Open stefcl opened this issue 10 years ago • 11 comments

Salut Julien, This is Stéphane from the ceylon mailng list. I have had a quick look at cayla.I am not yet extremely familiar with the project so excuse me in advance if I have missed something or if my whole point is invalid.

The current approach requires us to use a separate Controller for every action, with the route annotation at class level.

route("/")
shared class Index() {
  shared actual default Response handle() => ok().body("<html><body>Hello World</body></html>");
}

Currently it's one action => one class, Will it be possible in the future to bind requests to methods returning Responses or Promises rather than classes (one action => one method)?

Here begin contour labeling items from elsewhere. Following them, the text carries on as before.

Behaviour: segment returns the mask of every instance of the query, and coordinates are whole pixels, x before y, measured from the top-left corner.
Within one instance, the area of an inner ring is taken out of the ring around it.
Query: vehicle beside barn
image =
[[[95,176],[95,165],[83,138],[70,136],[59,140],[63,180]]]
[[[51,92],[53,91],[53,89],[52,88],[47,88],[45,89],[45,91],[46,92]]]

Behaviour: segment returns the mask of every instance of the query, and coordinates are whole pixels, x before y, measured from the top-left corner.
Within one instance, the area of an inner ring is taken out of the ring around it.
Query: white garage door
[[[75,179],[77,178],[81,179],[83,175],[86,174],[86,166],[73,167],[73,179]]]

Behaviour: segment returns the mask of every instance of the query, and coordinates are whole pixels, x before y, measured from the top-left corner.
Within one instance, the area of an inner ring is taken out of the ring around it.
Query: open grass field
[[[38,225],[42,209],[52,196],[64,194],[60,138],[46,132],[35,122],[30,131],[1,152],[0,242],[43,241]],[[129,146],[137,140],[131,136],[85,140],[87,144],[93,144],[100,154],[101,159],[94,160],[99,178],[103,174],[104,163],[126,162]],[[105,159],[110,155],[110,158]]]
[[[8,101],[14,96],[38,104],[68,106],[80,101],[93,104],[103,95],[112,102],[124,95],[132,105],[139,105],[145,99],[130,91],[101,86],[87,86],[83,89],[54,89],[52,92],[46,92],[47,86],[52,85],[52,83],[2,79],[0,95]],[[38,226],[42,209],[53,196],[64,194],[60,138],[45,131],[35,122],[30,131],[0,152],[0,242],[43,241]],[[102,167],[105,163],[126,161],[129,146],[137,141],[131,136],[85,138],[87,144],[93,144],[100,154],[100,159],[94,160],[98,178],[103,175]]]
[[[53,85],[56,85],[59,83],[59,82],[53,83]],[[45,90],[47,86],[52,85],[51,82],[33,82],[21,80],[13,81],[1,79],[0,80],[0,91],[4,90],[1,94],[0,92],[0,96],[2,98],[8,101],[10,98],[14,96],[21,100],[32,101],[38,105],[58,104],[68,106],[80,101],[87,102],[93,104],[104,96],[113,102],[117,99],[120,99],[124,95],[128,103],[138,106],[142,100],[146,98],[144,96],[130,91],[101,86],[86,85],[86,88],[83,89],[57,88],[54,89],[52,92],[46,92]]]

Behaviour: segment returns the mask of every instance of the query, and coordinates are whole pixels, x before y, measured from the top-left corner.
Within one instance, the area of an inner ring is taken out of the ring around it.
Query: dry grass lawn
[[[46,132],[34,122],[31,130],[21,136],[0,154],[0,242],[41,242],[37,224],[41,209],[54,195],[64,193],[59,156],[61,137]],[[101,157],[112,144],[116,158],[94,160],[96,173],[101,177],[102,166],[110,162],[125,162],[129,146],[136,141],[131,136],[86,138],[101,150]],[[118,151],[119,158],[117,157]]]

The motivation behind this demand is that actions on a particular entity, for example the typical CRUD stuff :

/blog/index /blog/edit( id ) /blog/post /delete(id)

would certainly share some logic in common eg: security checks, data access services... so imho it would make sense to regroup them in the same class. I know one can probably achieve the same thing using controller inheritance but it doesn't sound that convenient. Btw if the controller instantiation could be delegated, it may make it trivial to implement DI.

stefcl avatar Nov 24 '13 08:11 stefcl

@stefcl IIRC, I think @vietj lets you write your actions as methods of a toplevel object.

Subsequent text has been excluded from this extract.